My name is Chad Phillips and knowing Jesus is the biggest blessing in my life! Scripture tells us, everything the enemy tries to steal – God will give back. When I came to the Mission in 2011, I had lost everything including my family. I had been struggling with a methamphetamine addiction on and off for 14 years, cut off contact with my family, lost my job and my vehicle. I had nothing left but a small voice inside my head that for the past 6 months had been saying, “This isn’t what I had planned for you.”
At the time, I thought it was my own conscience telling me, “This isn’t what you thought you would do with your life.” However, now I realize it was the conviction of the Holy Spirit. I knew at this low point that I had to get somewhere safe – so I showed up at TRM in the clothes I was wearing and a change of socks and underwear in my bag. My plan was to stay long enough to get sober, get a job, and then go back to the life I had been living. However, the Lord was kind enough to keep me at the Mission for a few months until my advocate sat me down and said, “We need to see some movement from you – we need to see you find employment or join a program.”
So I started the Servants in Training (SIT) program. God really got ahold of me during that time and I never looked back. I was fortunate during the program to work at the Distribution Center at TRM Ministries. They saw my potential and hired me part-time, which led to a full-time position after I graduated the SIT program.
I was able to serve on staff at the Distribution Center for four years, from 2012-2016. It was an amazing experience to have the chance every day to serve so many with the same team that had helped me. I connected with Mary Flin at the Urban Ministry Institute of Topeka where I began seminary level studies. From there I connected with World Impact out of Wichita and through them connected with the Christ the Victor church planting movement.
Six years after I entered the Mission doors – God allowed me to be the director of the very program (Servants in Training) that I had gone through and that changed my life. He also used me to plant a church in one of our most underserved neighborhoods in Topeka.
It is such a blessing to do for others what so many at the Mission did for me, simply by allowing God to work through me. This is possible because Jesus changed my heart and I stopped caring about what I wanted. I stopped focusing on trying to satisfy every whim and desire I had, focusing instead on how to help others improve their lives.
What can I do to make an impact in this person’s life? How can I love them? How can I help meet their need? How can I walk with them, weep with them at times, and just support them when I can?

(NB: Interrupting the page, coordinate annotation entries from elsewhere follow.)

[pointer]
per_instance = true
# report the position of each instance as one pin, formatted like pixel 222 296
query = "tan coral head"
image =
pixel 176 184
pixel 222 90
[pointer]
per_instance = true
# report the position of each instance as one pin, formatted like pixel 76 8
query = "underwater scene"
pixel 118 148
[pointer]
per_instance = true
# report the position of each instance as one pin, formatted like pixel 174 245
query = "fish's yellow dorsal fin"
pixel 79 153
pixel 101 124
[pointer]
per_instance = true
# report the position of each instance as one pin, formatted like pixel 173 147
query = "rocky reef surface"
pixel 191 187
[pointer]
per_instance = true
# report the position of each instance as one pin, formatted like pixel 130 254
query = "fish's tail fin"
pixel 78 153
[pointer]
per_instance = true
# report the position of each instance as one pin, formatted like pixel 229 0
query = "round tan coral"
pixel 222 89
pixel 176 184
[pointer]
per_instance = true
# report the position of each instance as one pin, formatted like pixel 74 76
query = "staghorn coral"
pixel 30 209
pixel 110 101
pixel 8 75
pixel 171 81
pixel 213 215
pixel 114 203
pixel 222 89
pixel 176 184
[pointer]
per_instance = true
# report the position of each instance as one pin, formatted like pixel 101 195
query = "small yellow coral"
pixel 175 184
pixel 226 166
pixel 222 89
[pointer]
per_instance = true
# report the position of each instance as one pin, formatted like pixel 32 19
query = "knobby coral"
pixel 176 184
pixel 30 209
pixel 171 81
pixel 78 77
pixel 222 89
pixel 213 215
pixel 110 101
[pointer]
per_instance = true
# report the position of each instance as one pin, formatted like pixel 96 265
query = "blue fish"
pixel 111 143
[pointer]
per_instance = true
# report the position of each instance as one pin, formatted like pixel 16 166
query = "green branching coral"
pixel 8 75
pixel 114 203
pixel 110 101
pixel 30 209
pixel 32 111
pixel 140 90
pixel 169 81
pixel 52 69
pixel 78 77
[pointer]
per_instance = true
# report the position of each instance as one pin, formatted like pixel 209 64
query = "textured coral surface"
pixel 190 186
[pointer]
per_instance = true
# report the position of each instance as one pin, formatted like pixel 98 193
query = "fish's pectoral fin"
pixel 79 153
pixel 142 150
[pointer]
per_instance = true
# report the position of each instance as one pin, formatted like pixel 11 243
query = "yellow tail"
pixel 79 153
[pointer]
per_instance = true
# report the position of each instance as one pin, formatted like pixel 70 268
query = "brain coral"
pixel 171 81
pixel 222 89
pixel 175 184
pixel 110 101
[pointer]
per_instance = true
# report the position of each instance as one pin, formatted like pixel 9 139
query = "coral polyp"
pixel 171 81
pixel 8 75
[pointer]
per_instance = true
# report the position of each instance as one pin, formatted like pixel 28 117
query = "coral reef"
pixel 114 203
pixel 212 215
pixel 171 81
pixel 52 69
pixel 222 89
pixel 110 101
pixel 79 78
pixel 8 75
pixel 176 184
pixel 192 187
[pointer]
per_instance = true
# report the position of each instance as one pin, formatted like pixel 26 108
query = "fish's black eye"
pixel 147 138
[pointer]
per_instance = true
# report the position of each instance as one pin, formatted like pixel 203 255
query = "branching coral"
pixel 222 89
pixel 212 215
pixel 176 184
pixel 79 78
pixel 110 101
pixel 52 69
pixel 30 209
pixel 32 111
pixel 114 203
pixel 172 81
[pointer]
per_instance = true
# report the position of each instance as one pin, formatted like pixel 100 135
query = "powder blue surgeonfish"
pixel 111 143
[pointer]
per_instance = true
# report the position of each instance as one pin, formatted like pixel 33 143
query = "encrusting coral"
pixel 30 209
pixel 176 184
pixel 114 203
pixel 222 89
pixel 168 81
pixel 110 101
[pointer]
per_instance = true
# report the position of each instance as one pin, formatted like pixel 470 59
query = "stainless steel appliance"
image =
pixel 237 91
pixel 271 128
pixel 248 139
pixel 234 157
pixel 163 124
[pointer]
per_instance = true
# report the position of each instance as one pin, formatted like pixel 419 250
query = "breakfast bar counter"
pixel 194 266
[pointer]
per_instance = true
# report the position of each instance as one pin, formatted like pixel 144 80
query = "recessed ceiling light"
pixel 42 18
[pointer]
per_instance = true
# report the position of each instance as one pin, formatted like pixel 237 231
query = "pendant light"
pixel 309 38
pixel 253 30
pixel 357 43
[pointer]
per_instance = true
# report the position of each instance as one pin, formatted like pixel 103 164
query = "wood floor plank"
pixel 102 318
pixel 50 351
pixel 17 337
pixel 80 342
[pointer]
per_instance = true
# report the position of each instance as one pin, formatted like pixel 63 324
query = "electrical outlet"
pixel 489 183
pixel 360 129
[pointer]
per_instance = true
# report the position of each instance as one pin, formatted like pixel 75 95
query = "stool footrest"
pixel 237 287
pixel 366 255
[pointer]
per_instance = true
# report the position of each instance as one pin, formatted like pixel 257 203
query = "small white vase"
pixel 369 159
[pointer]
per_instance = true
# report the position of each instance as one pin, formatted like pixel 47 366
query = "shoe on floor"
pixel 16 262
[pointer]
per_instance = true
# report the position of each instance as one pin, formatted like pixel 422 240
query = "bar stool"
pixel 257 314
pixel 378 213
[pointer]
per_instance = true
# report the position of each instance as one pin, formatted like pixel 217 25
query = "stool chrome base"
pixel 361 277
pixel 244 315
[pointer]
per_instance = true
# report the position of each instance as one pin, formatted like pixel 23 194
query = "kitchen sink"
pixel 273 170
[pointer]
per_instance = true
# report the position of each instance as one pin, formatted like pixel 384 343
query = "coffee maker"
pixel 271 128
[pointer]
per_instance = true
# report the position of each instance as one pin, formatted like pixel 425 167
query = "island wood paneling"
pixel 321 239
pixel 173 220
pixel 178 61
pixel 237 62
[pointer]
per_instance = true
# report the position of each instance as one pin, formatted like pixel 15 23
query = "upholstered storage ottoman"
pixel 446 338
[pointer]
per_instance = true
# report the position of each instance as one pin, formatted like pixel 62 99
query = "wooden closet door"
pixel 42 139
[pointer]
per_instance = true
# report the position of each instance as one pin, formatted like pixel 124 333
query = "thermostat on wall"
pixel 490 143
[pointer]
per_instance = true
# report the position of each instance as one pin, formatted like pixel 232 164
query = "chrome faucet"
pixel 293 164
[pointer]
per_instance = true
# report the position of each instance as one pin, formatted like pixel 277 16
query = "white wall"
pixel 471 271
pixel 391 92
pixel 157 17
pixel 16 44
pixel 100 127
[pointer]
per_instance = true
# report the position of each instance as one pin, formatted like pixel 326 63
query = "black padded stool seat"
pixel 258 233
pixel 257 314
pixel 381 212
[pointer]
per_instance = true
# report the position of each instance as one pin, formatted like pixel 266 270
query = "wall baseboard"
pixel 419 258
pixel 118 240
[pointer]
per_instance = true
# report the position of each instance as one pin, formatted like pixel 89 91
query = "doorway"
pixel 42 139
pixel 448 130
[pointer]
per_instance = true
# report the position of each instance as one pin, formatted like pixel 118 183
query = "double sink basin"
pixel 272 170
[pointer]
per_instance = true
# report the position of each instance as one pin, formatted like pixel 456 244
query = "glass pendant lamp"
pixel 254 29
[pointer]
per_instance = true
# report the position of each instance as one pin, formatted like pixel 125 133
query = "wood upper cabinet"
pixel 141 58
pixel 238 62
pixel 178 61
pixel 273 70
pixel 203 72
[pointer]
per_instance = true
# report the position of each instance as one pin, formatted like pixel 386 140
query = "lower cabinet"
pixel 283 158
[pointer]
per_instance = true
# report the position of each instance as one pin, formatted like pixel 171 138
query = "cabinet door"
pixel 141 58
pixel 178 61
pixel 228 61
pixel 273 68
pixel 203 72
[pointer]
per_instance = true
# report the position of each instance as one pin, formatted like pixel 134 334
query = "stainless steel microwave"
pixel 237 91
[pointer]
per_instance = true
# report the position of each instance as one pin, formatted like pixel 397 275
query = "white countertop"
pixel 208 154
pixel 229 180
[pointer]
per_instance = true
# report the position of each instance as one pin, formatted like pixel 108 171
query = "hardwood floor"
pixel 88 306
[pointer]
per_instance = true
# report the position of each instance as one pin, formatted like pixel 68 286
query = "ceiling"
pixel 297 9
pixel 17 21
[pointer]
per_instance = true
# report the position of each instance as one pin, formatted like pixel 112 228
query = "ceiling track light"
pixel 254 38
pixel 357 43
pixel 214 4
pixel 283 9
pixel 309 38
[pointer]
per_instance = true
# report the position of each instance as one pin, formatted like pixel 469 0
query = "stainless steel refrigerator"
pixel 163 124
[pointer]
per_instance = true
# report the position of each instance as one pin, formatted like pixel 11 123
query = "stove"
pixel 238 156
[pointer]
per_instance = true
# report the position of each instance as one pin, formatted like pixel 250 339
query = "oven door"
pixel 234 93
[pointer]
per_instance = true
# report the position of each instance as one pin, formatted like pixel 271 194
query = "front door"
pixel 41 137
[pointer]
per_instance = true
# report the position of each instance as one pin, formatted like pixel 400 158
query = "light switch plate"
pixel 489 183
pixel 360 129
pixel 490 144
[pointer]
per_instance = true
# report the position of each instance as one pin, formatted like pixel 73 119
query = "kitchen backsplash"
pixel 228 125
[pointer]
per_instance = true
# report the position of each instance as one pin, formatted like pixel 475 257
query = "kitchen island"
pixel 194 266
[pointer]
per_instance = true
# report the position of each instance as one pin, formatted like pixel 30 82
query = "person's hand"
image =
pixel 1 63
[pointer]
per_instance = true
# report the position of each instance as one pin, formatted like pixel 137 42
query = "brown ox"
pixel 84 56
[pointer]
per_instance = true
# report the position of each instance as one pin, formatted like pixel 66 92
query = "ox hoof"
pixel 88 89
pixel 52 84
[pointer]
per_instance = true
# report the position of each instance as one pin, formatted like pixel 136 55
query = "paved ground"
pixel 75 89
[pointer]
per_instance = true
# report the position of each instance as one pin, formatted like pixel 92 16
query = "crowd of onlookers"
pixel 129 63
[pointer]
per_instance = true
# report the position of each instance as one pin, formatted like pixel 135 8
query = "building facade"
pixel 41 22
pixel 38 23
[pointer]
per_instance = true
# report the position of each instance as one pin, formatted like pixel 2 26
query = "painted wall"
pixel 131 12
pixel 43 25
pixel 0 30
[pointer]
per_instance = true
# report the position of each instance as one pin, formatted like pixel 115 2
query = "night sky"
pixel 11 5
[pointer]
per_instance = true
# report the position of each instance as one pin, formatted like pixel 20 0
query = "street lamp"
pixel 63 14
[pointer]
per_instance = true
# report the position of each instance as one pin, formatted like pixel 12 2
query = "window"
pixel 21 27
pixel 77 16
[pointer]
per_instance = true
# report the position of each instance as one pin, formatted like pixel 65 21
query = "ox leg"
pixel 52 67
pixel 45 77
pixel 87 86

Really, the biggest thing Jesus changed about me – was helping me see others’ needs and then find a way to help. I am now working on staff at the Mission and it’s not a job – it’s a calling. I want every minute of every waking hour I have to be devoted to serving God and advancing His Kingdom.
I am also in the process of buying my first home! God has been calling me to a specific neighborhood, but affording the home is difficult because of past financial decisions I made. But God moved, and some good friends and people I know pulled together the money necessary to buy the house, and eventually I will be able to purchase the house back from them. Now I can live in the neighborhood God is using me to plant a church – living out the motto of our church planting ministry, one neighborhood connected to Christ.
God was restoring my life spiritually and professionally but there was still work to do with my family. When you make bad choices and sink so low – you don’t want the people you love to see you that way. I became good at disappearing, which isn’t a great skill to have at times. There were periods in my life where my mom, dad, brothers and sisters had no clue if I was alive or dead and no way to find out. In the midst of your addiction, you will tell yourself, “well I’m only hurting myself so it doesn’t matter if I do this.”
The reality is you are causing other people pain and it takes a long time to rebuild trust. The relationships I broke with my choices are being rebuilt and that feels wonderful. You know, I lost a lot of time with my family that I can’t get back, but I can, through the grace of God, continue walking forward in those relationships. That’s the most amazing thing!